内山:そうですね。政治というのは希望を語るのはもちろん大事ですが、悪い事態にどう備えるか、国民に覚悟を迫るというのも政治の大きな役割で、それがない政治はまずいと思います。

工藤:網谷さん、日本の有権者は今後、どうしたらいいのでしょうか。

新聞・メディアに求められる政策論争

網谷:今の状況に当てはまるかわかりませんが、1990年代に昔の同僚がやっていた研究で、みんな、選挙公報とかポスターとかを真面目に読まないんですが、あれを分析すると、ちゃんと政治家のポジションとかが、きれいに出るんです。ですから是非、馬鹿にしないで、有権者一人ひとり、自分のところにくる選挙公報やポスターを見て、どういう人かな、と考えてもいいんじゃないか。書きたくないことは省略するでしょうが、嘘は多分書かないと思うので、実は字面を見ただけでも、ある程度のことはわかると思います。
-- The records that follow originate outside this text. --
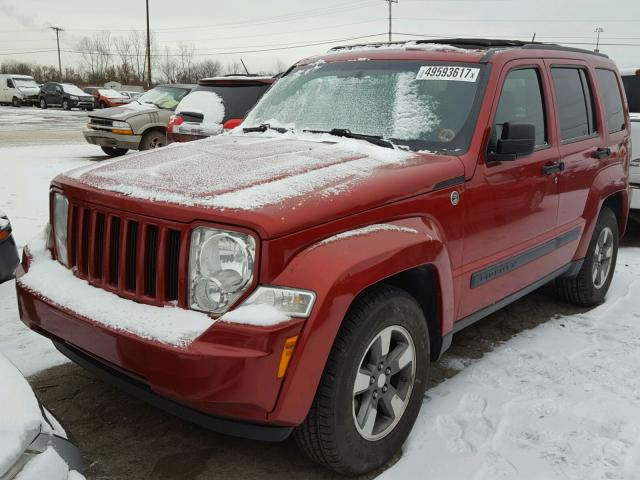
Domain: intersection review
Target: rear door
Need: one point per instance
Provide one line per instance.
(511, 206)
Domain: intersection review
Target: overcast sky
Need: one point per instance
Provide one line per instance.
(239, 26)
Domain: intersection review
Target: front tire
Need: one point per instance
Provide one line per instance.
(590, 286)
(372, 387)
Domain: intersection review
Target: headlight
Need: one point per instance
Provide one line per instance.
(60, 218)
(122, 125)
(220, 268)
(291, 302)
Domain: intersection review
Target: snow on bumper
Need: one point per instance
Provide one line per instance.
(217, 367)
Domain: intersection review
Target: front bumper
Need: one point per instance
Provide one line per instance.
(8, 258)
(230, 371)
(104, 138)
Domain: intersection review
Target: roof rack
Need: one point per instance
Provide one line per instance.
(472, 44)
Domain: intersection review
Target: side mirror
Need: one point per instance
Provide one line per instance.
(517, 140)
(232, 123)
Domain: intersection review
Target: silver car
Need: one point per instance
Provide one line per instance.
(139, 125)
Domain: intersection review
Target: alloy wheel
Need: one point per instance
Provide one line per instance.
(602, 258)
(384, 382)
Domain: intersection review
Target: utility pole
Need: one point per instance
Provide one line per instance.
(58, 30)
(390, 2)
(598, 30)
(148, 50)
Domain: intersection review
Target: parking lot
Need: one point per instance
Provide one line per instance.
(122, 437)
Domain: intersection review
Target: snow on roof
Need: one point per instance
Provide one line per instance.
(169, 325)
(243, 172)
(20, 416)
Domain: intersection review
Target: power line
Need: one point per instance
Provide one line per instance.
(58, 30)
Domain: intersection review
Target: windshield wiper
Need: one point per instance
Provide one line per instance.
(344, 132)
(264, 127)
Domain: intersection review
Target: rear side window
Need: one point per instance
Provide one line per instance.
(521, 101)
(238, 99)
(612, 99)
(632, 89)
(575, 103)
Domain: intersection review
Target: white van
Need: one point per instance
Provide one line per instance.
(631, 81)
(18, 90)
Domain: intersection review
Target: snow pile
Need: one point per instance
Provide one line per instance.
(556, 402)
(381, 227)
(208, 103)
(168, 325)
(48, 465)
(259, 315)
(20, 416)
(243, 172)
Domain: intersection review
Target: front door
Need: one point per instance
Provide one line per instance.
(511, 206)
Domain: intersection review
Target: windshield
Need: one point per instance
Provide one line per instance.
(419, 104)
(164, 97)
(72, 89)
(109, 93)
(632, 89)
(25, 82)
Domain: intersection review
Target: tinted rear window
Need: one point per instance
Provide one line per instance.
(632, 88)
(575, 103)
(237, 99)
(612, 99)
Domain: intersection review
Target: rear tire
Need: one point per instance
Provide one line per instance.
(114, 151)
(338, 432)
(590, 286)
(153, 139)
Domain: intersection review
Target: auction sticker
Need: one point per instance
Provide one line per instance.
(443, 72)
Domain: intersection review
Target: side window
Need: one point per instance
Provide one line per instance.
(521, 101)
(612, 99)
(575, 103)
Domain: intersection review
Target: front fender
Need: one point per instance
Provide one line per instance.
(337, 270)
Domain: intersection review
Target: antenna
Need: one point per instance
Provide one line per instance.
(245, 67)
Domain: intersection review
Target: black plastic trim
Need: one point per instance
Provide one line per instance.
(268, 433)
(451, 182)
(480, 314)
(506, 266)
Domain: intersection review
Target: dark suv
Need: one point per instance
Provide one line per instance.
(214, 105)
(65, 95)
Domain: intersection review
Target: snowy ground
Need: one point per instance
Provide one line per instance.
(537, 391)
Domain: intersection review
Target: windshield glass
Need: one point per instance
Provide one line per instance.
(164, 97)
(72, 89)
(25, 82)
(419, 104)
(632, 89)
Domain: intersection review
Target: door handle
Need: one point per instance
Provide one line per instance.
(552, 168)
(603, 152)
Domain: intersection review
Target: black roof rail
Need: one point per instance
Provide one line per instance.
(493, 45)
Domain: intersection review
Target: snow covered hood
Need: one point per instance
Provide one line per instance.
(244, 177)
(20, 416)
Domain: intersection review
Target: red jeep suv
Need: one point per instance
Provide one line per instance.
(300, 274)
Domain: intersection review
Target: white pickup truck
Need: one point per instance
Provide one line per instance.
(631, 80)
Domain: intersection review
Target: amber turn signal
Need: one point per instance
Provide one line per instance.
(287, 351)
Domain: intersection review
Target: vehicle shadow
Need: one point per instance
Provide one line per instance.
(122, 437)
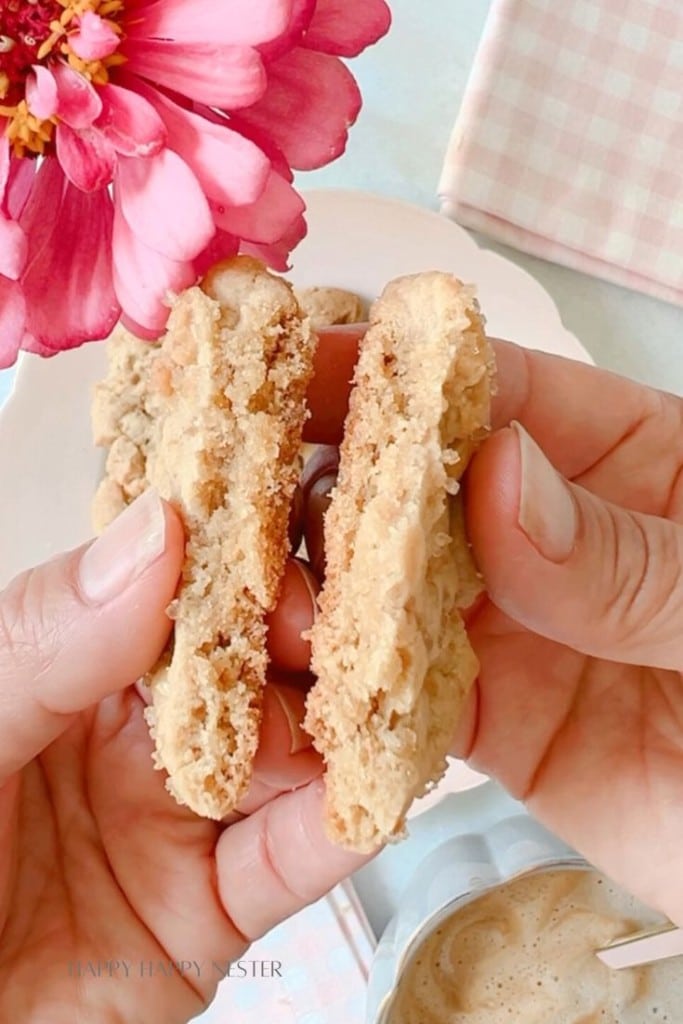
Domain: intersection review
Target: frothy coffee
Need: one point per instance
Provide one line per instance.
(526, 952)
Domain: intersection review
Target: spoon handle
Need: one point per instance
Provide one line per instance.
(658, 942)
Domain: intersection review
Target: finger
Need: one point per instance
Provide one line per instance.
(330, 388)
(619, 438)
(317, 482)
(159, 852)
(61, 627)
(292, 616)
(279, 860)
(569, 566)
(295, 528)
(285, 759)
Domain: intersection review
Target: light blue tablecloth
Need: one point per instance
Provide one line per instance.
(413, 83)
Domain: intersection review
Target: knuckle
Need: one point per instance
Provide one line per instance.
(31, 631)
(645, 583)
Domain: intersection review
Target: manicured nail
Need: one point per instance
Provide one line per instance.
(292, 702)
(547, 508)
(125, 550)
ただその先については、離合集散が出来る政党システムや政治のあり方の中で、一体何に投票したらいいんだと聞かれたら、確たる答えはないです。でも、そんなに情報がないわけでもないので、馬鹿にせずに、ある情報はキチンと見ていただくというのが一つ。それから政策論争に関して言えば、国民にそこまで判断を求めるというのはやや酷だ、というところもあるので、竹中さんもさっきおっしゃっていましたが、もう少し新聞やメディアとかには頑張って欲しいと思います。
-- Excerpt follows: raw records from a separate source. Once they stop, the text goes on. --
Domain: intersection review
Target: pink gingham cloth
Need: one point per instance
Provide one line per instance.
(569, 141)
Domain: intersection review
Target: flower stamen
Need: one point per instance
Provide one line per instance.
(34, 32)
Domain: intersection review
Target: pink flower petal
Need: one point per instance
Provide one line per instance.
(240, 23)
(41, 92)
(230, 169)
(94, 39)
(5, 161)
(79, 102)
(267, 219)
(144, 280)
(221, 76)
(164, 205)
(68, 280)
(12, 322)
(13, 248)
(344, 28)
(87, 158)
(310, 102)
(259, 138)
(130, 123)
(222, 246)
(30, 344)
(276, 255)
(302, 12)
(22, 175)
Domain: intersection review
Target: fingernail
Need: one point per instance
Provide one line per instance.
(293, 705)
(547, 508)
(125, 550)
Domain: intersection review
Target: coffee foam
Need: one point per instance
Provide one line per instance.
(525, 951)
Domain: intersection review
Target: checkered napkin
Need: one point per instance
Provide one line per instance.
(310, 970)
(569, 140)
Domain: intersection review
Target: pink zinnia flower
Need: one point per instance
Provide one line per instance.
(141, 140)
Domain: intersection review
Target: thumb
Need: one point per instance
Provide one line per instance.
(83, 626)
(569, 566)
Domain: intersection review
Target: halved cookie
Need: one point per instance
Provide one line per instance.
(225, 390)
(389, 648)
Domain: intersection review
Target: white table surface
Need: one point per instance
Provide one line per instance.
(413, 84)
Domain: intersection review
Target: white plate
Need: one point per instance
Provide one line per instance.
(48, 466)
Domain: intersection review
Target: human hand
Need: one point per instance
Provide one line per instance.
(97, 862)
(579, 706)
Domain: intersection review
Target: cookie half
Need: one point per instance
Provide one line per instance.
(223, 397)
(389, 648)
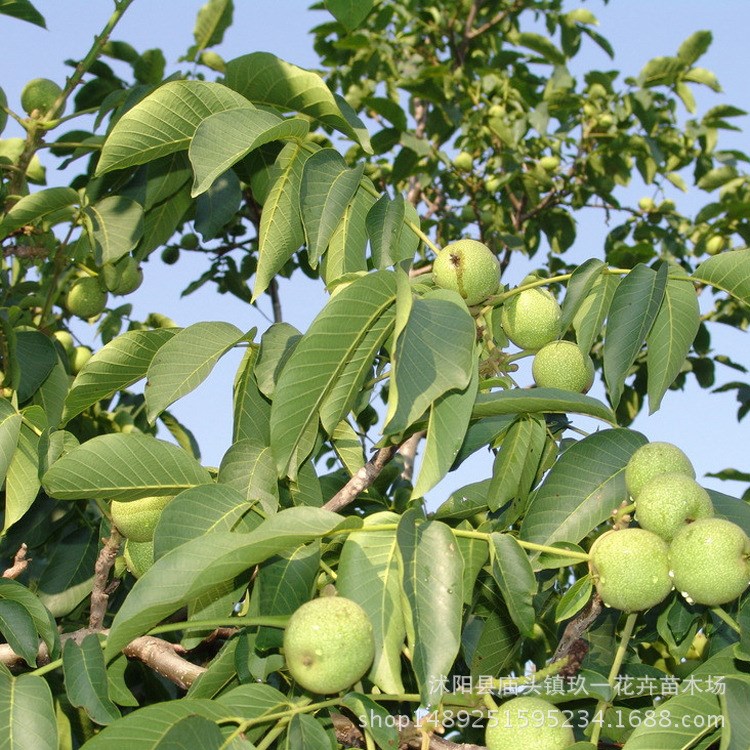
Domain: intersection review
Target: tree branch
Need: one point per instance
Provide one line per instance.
(101, 591)
(20, 563)
(362, 479)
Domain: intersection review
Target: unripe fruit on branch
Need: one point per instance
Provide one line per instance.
(561, 364)
(630, 569)
(328, 644)
(469, 268)
(528, 723)
(653, 459)
(531, 318)
(710, 561)
(668, 502)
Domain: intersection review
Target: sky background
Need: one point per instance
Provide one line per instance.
(702, 424)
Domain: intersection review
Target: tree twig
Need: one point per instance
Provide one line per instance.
(20, 563)
(362, 479)
(100, 591)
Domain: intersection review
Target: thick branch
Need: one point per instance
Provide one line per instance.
(362, 479)
(100, 592)
(20, 563)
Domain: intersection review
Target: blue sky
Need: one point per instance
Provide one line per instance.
(703, 425)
工藤:今の状況は、政党というものを民主主義の大きなインフラとして期待する、という議論が前提にあるわけです。ただそれが期待されていないとなると、候補者個人を見なければいけなくなる。候補者個人が何を実現したいのか、今までの発言と修正した部分をどう説明するのか。そういうことを問うていくということが、いろんな形で出て来れば、結果として、政治が国民に対して何かを語らなければいけないという風に思いますよね。それぐらいの行動を有権者がしなければいけないような気がしているのですが。言論NPOは、それをやろうと思っているのですが、どうでしょう。

出でよ! 有権者に痛みを語る政治家
内山:政治家は、痛みを伴うことを言えなければいけない。そのためには支持基盤がしっかりとしていなければいけない。有権者としても、しっかりと責任感のある政治家というのを応援する。責任ある言動を出来る方を応援することが大事なのではないかなと思いますね。

工藤:竹中先生どうですか。

竹中:個人がどういう主張をしているかを判断するというのは、個々の有権者にとってはかなりしんどい話じゃないかなと思いますね。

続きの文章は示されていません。